We may observe a remarkable difference in the manner wherein our Lord speaks concerning the two parts of the future punishment. He says, “Where their worm dieth not,” of the one; “where the fire is not quenched,” of the other. This cannot be by chance. What then is the reason for this variation of the expression? Does it not seem to be this? The fire will be the same, essentially the same, to all that are tormented therein; only perhaps more intense to some than others, according to their degree of guilt; but their worm will not, cannot be the same. It will be infinitely varied, according to the various kinds, as well as degrees, of wickedness.
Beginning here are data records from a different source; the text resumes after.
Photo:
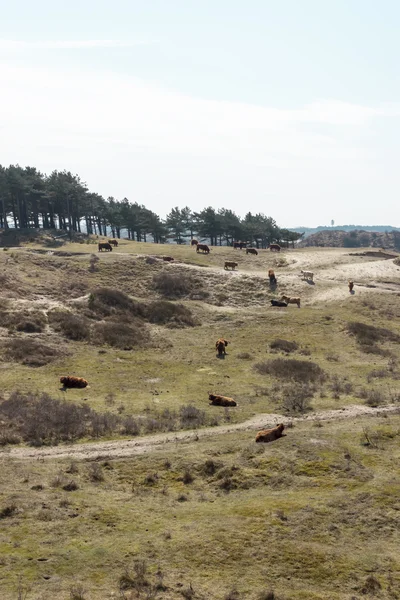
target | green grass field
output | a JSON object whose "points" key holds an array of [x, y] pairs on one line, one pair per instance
{"points": [[313, 515]]}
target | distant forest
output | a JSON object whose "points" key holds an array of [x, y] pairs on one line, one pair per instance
{"points": [[31, 200], [311, 230]]}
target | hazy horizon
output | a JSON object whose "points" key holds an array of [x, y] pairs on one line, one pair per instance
{"points": [[289, 109]]}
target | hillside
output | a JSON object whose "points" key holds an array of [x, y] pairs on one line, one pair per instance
{"points": [[353, 239], [135, 486]]}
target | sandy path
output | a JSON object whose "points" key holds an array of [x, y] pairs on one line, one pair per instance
{"points": [[149, 444]]}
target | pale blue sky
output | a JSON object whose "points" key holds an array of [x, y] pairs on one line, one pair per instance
{"points": [[290, 108]]}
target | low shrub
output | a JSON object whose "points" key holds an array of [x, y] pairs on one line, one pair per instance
{"points": [[368, 335], [299, 370], [71, 326], [119, 335], [173, 285], [109, 301], [30, 352], [283, 346], [170, 314]]}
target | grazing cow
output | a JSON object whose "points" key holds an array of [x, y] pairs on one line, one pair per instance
{"points": [[272, 278], [239, 245], [230, 265], [278, 303], [270, 435], [220, 346], [203, 248], [291, 300], [105, 246], [73, 382], [307, 275], [216, 400]]}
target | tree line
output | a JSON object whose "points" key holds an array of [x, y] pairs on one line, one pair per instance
{"points": [[32, 200]]}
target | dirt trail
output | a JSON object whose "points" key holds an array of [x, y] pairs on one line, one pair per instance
{"points": [[149, 444]]}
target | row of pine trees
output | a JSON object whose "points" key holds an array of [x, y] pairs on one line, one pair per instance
{"points": [[30, 199]]}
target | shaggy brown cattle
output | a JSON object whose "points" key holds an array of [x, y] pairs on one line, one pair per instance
{"points": [[202, 248], [105, 246], [278, 303], [216, 400], [220, 346], [291, 300], [73, 381], [269, 435], [230, 265], [275, 247]]}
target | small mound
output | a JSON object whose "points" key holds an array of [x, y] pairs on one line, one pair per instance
{"points": [[31, 352]]}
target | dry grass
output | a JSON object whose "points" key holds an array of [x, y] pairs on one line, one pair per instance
{"points": [[324, 497]]}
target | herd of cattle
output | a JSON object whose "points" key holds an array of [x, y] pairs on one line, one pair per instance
{"points": [[267, 435]]}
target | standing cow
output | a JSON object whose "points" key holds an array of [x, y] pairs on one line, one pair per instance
{"points": [[220, 346], [203, 248], [105, 246]]}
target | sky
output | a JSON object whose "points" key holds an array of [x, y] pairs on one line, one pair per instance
{"points": [[287, 108]]}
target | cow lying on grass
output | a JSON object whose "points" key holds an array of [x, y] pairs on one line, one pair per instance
{"points": [[307, 275], [105, 246], [73, 382], [220, 346], [230, 265], [216, 400], [291, 300], [270, 435], [278, 303]]}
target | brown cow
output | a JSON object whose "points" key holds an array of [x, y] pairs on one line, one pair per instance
{"points": [[230, 264], [73, 381], [220, 346], [203, 248], [290, 300], [270, 435], [216, 400], [275, 247], [105, 246]]}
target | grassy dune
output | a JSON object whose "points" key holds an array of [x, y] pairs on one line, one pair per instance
{"points": [[313, 515]]}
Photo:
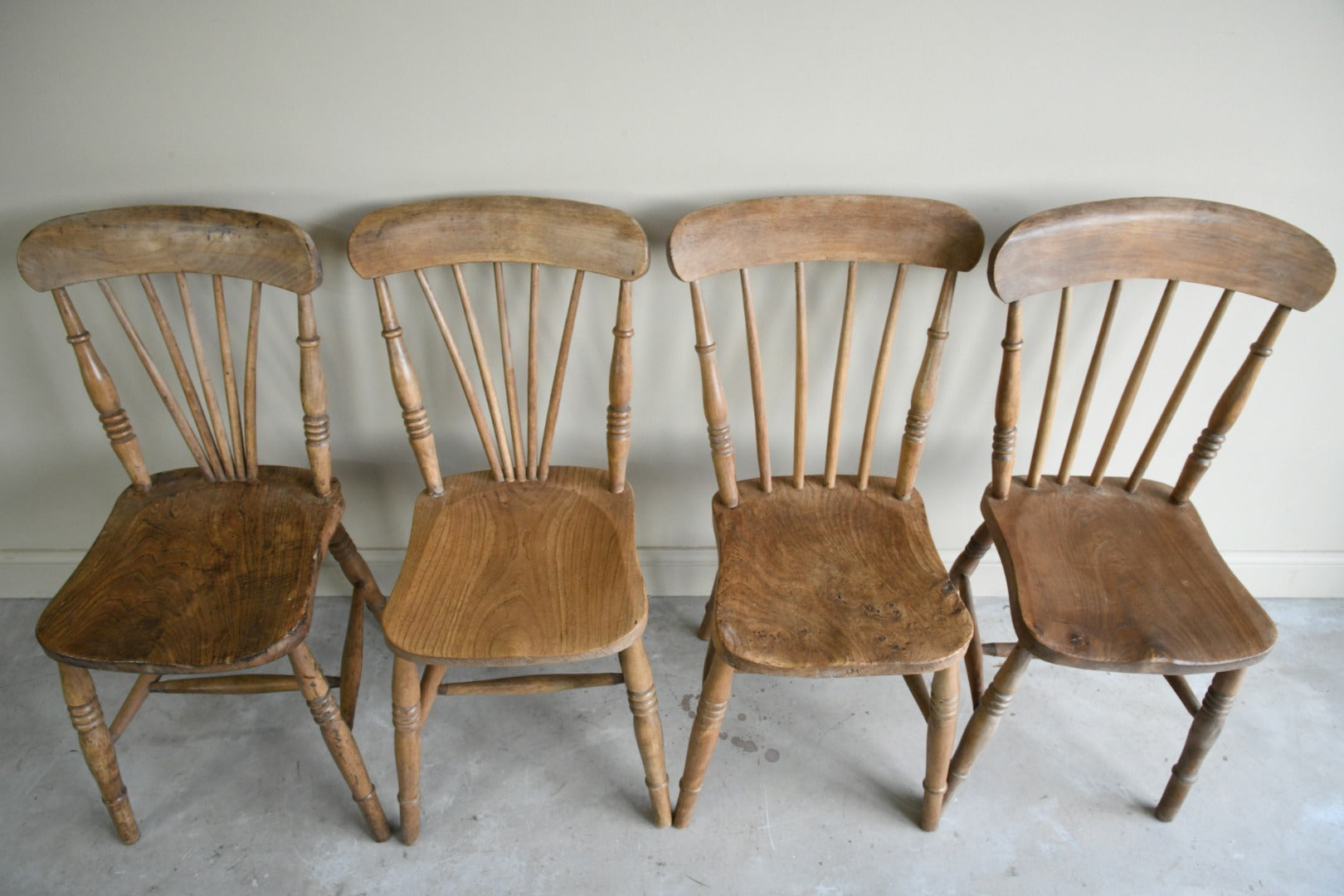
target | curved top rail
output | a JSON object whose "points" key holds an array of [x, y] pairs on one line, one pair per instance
{"points": [[499, 229], [1161, 238], [158, 240], [825, 227]]}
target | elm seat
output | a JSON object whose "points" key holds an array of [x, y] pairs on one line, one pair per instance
{"points": [[834, 582], [1097, 586], [519, 572], [192, 575]]}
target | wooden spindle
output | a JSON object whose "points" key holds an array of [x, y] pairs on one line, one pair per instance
{"points": [[226, 362], [509, 379], [468, 391], [1136, 379], [757, 384], [533, 316], [715, 405], [312, 387], [800, 375], [217, 422], [1047, 406], [841, 375], [483, 364], [1179, 392], [188, 387], [102, 392], [879, 379], [251, 381], [1229, 407], [1007, 405], [160, 384], [1075, 430], [620, 387], [925, 391], [562, 359], [407, 391]]}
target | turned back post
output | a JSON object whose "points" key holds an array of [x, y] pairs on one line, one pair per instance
{"points": [[214, 399], [801, 230]]}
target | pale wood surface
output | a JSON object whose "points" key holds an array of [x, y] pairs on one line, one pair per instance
{"points": [[834, 582], [804, 229], [1127, 582], [515, 574], [1161, 238], [168, 240], [499, 229], [195, 577]]}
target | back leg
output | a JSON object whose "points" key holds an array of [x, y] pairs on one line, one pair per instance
{"points": [[342, 746], [984, 720], [704, 737], [648, 727], [366, 594], [960, 575], [95, 744], [1203, 733]]}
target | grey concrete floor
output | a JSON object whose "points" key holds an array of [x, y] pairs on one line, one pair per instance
{"points": [[813, 790]]}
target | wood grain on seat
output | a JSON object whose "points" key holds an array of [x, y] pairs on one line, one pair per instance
{"points": [[1097, 585], [195, 577], [834, 582], [514, 574]]}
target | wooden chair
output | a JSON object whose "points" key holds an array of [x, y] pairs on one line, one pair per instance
{"points": [[827, 575], [1118, 574], [524, 563], [208, 568]]}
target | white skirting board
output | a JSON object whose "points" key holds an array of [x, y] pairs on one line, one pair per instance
{"points": [[689, 571]]}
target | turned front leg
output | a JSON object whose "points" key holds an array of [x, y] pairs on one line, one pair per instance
{"points": [[407, 731], [986, 719], [95, 744], [942, 733], [312, 684], [704, 737], [1203, 733], [648, 728]]}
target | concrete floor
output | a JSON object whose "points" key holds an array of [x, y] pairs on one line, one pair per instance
{"points": [[813, 790]]}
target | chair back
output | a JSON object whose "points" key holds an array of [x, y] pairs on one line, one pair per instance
{"points": [[498, 231], [238, 251], [1176, 241], [801, 230]]}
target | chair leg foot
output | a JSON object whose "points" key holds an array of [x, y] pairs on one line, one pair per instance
{"points": [[942, 733], [407, 733], [984, 720], [312, 684], [95, 744], [1203, 733], [704, 737], [648, 728]]}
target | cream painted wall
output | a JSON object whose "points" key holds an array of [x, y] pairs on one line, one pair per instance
{"points": [[320, 112]]}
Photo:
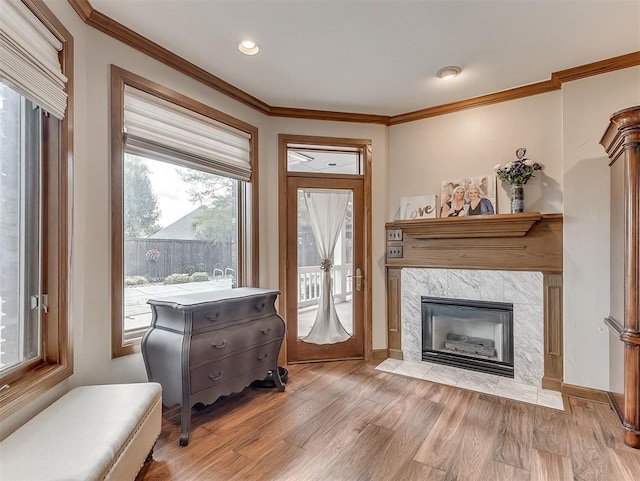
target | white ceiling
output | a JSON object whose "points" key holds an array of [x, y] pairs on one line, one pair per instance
{"points": [[381, 56]]}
This variety will arise partly from the just judgment of God, “rewarding every man according to his works:” For we cannot doubt but this rule will take place no less in hell than in heaven. As in heaven “every man will receive his own reward,” incommunicably his, according to his own labours, — that is, the whole tenor of his tempers, thoughts, words, and actions; — so undoubtedly, every man, in fact, will receive his own bad reward, according to his own bad labour. And this, likewise, will be incommunicably his own, even as his labour was. Variety of punishment will likewise arise from the very nature of the thing. As they that bring most holiness to heaven will find most happiness there; so, on the other hand, it is not only true, that the more wickedness a man brings to hell the more misery he will find there; but that this misery will be infinitely varied according to the various kinds of his wickedness. It was therefore proper to say, the fire, in general; but their worm, in particular.
Many writers have spoken of other bodily torments, added to the being cast into the lake of fire. One of these, even pious Kempis, supposes that misers, for instance, have melted gold poured down their throats; and he supposes many other particular torments to be suited to men’s particular sins. Nay, our great poet himself supposes the inhabitants of hell to undergo a variety of tortures; not to continue always in the lake of fire, but to be frequently, By harpy-footed furies, haled into regions of ice; and then back again through extremes, by change more fierce: But I find no word, no tittle of this, not the least hint of it in all the Bible. And surely this is too awful a subject to admit of such play of imagination. Let us keep to the written word. It is torment enough to dwell with everlasting burnings.
I noted above the way Wesley both adheres to and challenges the prevailing notions in his day of Hell. What also strikes me is his insistence that these "undying worms" are metaphorical but vigorously defends the literalness of hellfire! I would challenge Wesley on his rationale for that distinction but his views are insightful and worthy considering nevertheless.